• Heiner, 17 Mrz 2007 /  Bilder, Reiseberichte 2 Comments

    Wow. Ein Slam, bei dem Lange angekündigt ist. Primo auf dem Flyer, secundo auf der Homepage als “das Performance-Wunder aus Landshut”. Letztes Mal gegen Michael Jakob in der Vorrunde rausgeflogen, aber super Stimmung und leidenschaftliche Veranstalter – da geht Lange doch gerne hin. Jeppa!

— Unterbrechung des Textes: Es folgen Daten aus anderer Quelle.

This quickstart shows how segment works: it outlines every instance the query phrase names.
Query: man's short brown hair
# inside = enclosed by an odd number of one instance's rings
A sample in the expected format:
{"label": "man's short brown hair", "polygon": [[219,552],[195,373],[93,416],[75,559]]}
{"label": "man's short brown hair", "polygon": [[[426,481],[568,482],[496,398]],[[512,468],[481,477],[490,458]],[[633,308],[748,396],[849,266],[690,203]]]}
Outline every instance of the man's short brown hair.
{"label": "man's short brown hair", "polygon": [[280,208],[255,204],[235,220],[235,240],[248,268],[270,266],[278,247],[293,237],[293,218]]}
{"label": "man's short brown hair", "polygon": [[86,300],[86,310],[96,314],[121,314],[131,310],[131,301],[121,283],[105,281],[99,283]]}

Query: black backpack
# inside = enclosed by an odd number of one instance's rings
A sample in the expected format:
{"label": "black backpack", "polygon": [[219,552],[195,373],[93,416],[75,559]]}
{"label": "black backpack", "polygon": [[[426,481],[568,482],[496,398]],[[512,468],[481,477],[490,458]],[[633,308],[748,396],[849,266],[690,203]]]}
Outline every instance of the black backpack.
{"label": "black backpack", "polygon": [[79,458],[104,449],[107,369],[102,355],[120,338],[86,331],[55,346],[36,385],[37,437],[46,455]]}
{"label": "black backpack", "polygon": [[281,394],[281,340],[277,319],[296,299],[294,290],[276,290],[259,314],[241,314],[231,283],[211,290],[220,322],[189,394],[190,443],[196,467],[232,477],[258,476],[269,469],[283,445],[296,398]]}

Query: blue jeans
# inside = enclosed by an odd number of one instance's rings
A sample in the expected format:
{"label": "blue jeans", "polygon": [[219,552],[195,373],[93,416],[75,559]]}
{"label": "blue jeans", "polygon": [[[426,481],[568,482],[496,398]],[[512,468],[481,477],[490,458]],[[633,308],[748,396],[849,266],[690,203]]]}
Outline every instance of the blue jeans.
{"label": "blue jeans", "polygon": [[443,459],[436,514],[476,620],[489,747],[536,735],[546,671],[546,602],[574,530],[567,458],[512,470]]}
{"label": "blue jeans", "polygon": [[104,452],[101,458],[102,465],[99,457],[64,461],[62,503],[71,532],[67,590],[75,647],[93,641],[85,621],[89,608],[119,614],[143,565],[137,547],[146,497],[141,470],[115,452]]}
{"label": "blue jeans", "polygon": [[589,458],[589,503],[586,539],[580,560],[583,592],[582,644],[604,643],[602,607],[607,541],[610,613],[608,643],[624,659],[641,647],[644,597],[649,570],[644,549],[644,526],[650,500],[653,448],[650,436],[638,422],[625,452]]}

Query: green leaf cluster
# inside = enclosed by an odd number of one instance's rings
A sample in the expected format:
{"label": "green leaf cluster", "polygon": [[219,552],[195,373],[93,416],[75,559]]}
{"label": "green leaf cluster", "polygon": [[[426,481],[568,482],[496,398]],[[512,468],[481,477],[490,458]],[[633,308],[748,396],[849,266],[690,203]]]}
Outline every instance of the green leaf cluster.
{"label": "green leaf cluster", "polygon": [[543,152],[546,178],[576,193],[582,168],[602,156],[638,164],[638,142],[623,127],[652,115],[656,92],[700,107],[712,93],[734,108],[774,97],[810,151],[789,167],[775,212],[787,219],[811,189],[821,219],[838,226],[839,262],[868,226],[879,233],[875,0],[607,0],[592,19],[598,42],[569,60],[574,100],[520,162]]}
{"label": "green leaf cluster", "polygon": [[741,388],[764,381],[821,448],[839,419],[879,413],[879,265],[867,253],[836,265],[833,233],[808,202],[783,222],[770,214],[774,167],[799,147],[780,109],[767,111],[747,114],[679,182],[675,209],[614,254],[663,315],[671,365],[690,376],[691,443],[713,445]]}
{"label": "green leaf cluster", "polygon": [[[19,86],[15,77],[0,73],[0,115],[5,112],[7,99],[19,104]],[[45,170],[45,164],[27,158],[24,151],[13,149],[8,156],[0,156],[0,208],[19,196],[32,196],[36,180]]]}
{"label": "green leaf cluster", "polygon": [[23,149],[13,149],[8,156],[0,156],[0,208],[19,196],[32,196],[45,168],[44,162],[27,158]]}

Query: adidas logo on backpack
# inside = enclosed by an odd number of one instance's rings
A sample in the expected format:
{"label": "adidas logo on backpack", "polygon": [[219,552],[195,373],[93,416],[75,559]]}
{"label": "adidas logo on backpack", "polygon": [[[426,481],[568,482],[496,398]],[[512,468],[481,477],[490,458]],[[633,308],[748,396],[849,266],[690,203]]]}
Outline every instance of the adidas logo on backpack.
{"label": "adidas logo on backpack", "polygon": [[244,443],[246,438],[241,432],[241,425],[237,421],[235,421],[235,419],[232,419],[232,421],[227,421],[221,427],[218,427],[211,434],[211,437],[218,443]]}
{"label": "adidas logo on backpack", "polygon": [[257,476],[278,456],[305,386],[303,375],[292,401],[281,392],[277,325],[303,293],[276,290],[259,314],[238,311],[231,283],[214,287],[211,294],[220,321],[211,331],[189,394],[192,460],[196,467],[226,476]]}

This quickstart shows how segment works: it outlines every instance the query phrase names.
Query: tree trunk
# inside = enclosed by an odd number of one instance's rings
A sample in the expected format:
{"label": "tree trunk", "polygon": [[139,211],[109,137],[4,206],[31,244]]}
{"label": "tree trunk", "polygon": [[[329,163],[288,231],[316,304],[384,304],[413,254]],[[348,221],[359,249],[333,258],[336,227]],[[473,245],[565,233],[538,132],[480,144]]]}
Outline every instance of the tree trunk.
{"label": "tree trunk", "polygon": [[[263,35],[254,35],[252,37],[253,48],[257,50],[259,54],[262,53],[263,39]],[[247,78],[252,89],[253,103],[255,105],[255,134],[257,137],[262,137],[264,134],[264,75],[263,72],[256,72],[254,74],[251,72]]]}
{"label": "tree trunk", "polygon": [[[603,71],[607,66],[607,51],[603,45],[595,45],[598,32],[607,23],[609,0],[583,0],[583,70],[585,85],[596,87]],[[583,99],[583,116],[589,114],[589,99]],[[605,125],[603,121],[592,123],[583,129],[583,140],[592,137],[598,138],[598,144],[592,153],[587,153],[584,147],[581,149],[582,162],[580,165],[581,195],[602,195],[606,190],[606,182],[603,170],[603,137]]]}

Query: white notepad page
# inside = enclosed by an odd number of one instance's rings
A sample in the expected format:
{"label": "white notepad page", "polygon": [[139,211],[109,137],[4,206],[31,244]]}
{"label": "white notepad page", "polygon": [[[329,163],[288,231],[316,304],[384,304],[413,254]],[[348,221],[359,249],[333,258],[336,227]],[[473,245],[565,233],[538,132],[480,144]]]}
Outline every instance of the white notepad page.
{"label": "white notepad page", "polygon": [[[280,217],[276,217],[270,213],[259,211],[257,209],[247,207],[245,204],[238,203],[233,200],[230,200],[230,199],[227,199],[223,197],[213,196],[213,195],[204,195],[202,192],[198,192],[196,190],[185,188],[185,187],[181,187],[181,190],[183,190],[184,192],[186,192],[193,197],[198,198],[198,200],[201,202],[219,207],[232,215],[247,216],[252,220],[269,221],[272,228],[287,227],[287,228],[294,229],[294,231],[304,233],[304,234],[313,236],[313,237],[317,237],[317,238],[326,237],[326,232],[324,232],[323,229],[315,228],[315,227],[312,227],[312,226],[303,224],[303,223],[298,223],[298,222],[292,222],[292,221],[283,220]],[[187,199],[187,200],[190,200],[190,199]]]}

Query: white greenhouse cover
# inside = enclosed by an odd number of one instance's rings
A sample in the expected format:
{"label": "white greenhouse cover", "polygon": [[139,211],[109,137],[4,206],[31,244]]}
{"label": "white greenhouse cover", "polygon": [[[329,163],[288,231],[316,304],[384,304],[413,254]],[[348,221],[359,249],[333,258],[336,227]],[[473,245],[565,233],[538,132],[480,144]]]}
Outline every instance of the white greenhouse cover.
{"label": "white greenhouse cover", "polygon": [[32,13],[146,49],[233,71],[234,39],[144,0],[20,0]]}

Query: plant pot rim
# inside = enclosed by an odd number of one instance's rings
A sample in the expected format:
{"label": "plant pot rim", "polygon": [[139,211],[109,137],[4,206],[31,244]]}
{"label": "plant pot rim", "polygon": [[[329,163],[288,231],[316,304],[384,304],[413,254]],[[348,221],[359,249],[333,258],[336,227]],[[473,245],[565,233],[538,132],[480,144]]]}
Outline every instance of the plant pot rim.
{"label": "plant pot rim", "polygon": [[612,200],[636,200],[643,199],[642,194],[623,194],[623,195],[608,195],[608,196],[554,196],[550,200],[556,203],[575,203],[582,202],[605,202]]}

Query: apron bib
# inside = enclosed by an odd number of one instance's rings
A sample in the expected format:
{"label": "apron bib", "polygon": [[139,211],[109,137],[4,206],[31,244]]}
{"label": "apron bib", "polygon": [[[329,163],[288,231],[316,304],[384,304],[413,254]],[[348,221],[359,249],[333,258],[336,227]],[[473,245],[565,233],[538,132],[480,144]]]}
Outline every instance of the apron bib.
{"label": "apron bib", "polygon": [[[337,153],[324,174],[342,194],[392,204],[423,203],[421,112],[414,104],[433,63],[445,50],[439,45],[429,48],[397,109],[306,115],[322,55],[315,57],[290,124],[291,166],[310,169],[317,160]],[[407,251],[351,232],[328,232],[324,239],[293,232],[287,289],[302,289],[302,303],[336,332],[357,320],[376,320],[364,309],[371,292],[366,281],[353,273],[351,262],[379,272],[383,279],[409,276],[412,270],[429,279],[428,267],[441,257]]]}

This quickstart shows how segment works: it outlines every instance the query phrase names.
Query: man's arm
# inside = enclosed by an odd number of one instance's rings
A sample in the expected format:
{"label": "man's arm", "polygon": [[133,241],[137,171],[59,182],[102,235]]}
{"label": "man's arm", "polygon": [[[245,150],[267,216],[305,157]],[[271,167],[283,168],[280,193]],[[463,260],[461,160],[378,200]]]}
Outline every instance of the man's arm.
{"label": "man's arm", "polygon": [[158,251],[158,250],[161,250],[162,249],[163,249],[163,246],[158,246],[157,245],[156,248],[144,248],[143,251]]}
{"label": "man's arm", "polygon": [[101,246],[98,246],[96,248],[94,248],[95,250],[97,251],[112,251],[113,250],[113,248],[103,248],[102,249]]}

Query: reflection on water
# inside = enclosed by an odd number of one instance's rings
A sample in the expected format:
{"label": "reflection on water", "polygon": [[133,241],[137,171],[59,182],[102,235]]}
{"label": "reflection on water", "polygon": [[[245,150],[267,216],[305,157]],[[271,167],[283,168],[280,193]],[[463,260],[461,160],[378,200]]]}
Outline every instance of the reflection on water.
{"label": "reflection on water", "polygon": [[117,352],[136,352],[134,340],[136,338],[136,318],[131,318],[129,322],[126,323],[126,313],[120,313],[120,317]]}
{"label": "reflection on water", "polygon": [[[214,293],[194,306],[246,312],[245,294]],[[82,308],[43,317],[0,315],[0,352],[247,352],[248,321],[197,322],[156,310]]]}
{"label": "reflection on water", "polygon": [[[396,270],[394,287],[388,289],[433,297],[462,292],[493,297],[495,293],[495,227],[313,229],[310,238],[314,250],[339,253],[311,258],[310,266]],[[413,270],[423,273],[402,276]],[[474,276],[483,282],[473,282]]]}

    Hingefahren, zu früh da. Im Backstage “Miles Davis – Kind of Blue” hören und düsen, auf dass die Fitness erwache. Sie tut es. Die Konkurrenz ist nicht so erdrückend wie erwartet (Simon Engel und Wolfgang Dinkel aus Ulm fehlen), Lange in die erste Runde gelost. Lange gewinnt (“Butter, Landminen und Afrika”, wieder erstarkt) mit einigem Lautstärkeabstand (das erlaubt er sich, zu behaupten…) vor der Dame mit Hut (die eine Weihnachtsgeschichte liest…) und freut sich darauf, im Finale gegen Michl, Langes Favoriten der zweite Runde, ein einem Lebensmittellyrik-Battle antreten zu dürfen. Doch es kommt anders. Die Pointen in Michls alternativem Jahresrückblick zünden irgendwie nicht rechtzeitig, und Martin Geiers Applaus ist ein kleines Quantum lauter. Finale also Geier gegen Lange, wobei letzterer das Haus wurstet und gewinnt. Schön schön.

    Dann, um 12 Uhr, beginnt endlich die angekündigten “Mr. Onion and the Vegetables” zu spielen. Lange lässt sich dazu hinreißen, ein wenig spackig mitzuskanken, doch irgendwas fehlt. Vermutlich ein Tobi Kunze… Nach Ska betreten 2 Dudelsäcke und ein Riesentrommelteildings die Bühne und tröten dem verbliebenen Publikum die restliches Sinneshärchen aus den Gehörschnecken. Donauwörth ist und bleibt Bayerns partygeilster Slam! (aus Langes Sicht).

    Nächster Morgen. Eine Gruppe Weißenburger, Nürnberger, Kemptener und Landshuter tigert durch die Stadt auf der Suche nach dem ultimativen Frühstück. Alle, die etwas essen, außer Dame mit Hut, essen Wurst und Semmel/Breze. Top.

    Bildergalerie Donauwörth 16.03.07

    Posted by Heiner @ 14:59

2 Responses

WP_Blue_Mist
  • matze Says:

    yeah der heiner ist cool.hier da siehste es mal ich kann lesen heiner

  • Kili Says:

    Das war der heine Wahnsinn gestern. Als ich dann nachts um halb 5 dahein war, wollte ich nur noch in hein Bett und hinhein in Morpheus’ Grapscherchen.
    Hein klein wenig Kopfschmerz des morgens, was an den heinunzwanzig Tequilas bzw den Vodkas liegen könnte. Oder am Rothein.
    Nun aber genug, schlechte Wortspiele findet hein Schwein gut.